For further information about transaction fees, please check the Optimism Developer Docs > Transaction Fees

How do fluctuation in gas price on Ethereum (L1) affect transaction costs on Lisk (L2)?

While the L1 Data Fee will be always cheaper compared to posting the transaction directly to Ethereum mainnet (due to the efficient encoding in batching transactions), it's value will vary depending on the amount of transactions on the L1. If the timing of your transaction is flexible, you can save cost by submitting transactions during periods when gas prices on L1 are lower than usual for example, over the weekend.

Changes after the transaction is processed on the sequencer do not affect the cost the user pays.

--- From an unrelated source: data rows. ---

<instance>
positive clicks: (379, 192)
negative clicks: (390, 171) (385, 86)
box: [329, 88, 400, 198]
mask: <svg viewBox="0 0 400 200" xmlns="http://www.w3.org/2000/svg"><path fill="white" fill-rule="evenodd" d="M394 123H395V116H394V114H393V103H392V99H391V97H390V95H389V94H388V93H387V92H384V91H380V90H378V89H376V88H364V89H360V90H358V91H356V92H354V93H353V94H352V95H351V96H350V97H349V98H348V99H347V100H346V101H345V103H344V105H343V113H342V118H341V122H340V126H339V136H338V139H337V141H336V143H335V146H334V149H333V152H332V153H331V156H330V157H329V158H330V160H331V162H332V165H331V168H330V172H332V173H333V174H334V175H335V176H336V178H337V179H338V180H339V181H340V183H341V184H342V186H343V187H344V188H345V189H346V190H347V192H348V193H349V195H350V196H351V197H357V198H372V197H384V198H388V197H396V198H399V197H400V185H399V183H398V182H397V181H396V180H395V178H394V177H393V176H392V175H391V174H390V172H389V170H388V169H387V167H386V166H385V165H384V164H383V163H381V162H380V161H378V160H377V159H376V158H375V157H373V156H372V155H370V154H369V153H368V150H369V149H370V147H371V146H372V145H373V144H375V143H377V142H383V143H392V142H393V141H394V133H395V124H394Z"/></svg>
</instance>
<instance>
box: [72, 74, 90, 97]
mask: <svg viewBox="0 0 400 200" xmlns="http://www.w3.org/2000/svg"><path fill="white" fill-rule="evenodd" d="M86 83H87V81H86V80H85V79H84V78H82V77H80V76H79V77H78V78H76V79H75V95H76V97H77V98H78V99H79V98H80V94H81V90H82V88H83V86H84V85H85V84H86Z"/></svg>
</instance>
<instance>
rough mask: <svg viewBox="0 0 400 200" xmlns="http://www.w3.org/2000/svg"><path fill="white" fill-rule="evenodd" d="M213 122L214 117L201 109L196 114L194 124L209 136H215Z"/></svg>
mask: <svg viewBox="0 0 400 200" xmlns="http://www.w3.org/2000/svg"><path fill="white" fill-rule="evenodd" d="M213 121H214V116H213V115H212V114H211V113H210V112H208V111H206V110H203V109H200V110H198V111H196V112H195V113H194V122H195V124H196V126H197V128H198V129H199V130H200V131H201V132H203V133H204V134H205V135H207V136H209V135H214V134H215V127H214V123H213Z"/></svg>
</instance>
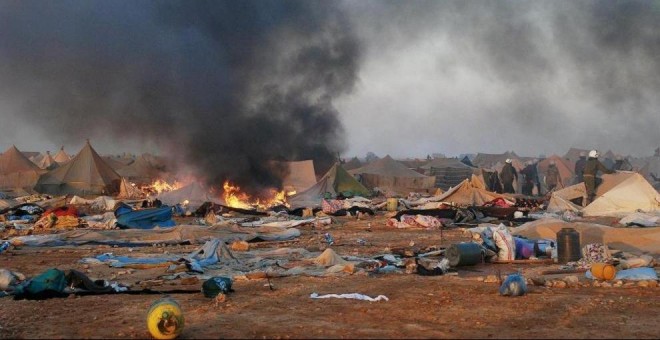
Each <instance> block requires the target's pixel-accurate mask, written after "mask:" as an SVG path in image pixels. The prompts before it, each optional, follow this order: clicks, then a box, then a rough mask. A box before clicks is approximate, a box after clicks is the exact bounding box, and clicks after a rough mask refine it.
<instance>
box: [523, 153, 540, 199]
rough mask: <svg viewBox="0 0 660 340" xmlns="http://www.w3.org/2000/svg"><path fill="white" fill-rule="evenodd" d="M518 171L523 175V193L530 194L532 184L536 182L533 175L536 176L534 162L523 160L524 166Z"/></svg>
mask: <svg viewBox="0 0 660 340" xmlns="http://www.w3.org/2000/svg"><path fill="white" fill-rule="evenodd" d="M520 173H521V174H522V175H523V187H522V191H523V195H525V196H532V191H533V190H534V184H535V183H536V178H535V177H538V173H537V172H536V167H535V166H534V163H532V161H527V162H525V168H524V169H522V170H520ZM535 175H536V176H535Z"/></svg>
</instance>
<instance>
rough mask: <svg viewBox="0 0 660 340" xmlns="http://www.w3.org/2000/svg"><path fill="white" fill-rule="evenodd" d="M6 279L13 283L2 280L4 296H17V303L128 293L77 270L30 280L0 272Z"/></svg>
mask: <svg viewBox="0 0 660 340" xmlns="http://www.w3.org/2000/svg"><path fill="white" fill-rule="evenodd" d="M7 273H8V274H7ZM5 277H7V278H9V279H8V280H4V279H3V280H0V284H1V285H2V286H1V287H0V290H2V291H3V292H2V294H3V295H2V296H6V295H13V296H14V299H16V300H21V299H28V300H41V299H47V298H51V297H67V296H68V295H69V294H85V295H87V294H109V293H118V292H124V291H127V290H128V288H126V287H123V286H121V285H119V284H117V283H116V282H108V281H105V280H92V279H90V278H89V277H87V276H86V275H85V274H83V273H81V272H79V271H77V270H74V269H71V270H69V271H68V272H64V271H61V270H59V269H56V268H51V269H48V270H46V271H45V272H43V273H41V274H39V275H37V276H35V277H33V278H31V279H27V280H25V277H24V276H22V275H20V274H17V273H12V272H10V271H8V270H5V269H2V270H0V278H5Z"/></svg>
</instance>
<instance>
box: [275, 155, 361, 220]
mask: <svg viewBox="0 0 660 340" xmlns="http://www.w3.org/2000/svg"><path fill="white" fill-rule="evenodd" d="M338 193H350V194H352V195H356V196H369V195H370V194H371V193H370V192H369V190H368V189H367V188H365V187H364V186H363V185H362V184H360V182H358V181H357V180H356V179H355V178H353V176H351V175H350V174H349V173H348V172H347V171H346V170H344V168H343V167H342V166H341V165H339V163H335V165H333V166H332V167H331V168H330V170H328V172H327V173H326V174H325V175H323V177H321V179H320V180H319V181H318V182H317V183H316V184H314V185H313V186H312V187H310V188H308V189H307V190H305V191H303V192H300V193H297V194H295V195H293V196H291V197H289V198H288V199H287V201H288V202H289V204H290V205H291V207H292V208H294V209H295V208H301V207H313V206H318V205H320V204H321V200H322V199H323V198H325V197H326V195H327V196H330V197H335V196H336V195H337V194H338Z"/></svg>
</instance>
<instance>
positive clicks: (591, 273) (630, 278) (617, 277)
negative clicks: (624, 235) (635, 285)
mask: <svg viewBox="0 0 660 340" xmlns="http://www.w3.org/2000/svg"><path fill="white" fill-rule="evenodd" d="M581 251H582V252H581V254H582V257H581V258H580V259H579V260H577V261H574V262H568V263H567V264H566V267H567V268H571V269H586V270H587V271H586V272H585V276H586V277H587V278H588V279H592V280H597V279H600V280H632V281H641V280H658V274H657V273H656V271H655V269H654V268H653V267H654V266H655V262H656V261H655V258H653V256H650V255H641V256H636V255H633V254H630V253H626V252H621V251H616V252H612V251H611V250H610V249H609V248H608V247H607V246H606V245H604V244H602V243H589V244H586V245H585V246H584V247H582V249H581ZM607 267H609V271H610V272H609V273H604V272H605V271H607V270H608V269H605V268H607ZM594 271H596V272H594Z"/></svg>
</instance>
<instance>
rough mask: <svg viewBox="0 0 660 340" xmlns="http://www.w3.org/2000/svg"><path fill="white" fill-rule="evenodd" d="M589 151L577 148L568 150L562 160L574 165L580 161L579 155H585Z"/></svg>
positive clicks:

For an L2 transaction, the normal process is:

  1. The wallet estimates the cost of the transaction and shows it to the user.
  2. The user then submits the transaction.
  3. The sequencer processes the transaction in two phases.
    • First, it processes the transaction.
    • Then, it deducts the gas cost, based on the L1 and L2 gas prices at that time.
  4. After that, the transaction is written to L1.

In principle, between steps 1 and 3 the gas price might change. However, it can not increase by more than 12.5%, therefore the difference between the price shown to user in step 1 and the actual one is bounded by 12.5%.
After step 3, the finality of the transaction is Lisk's responsibility. If the L1 gas price spikes, Lisk pays the new cost.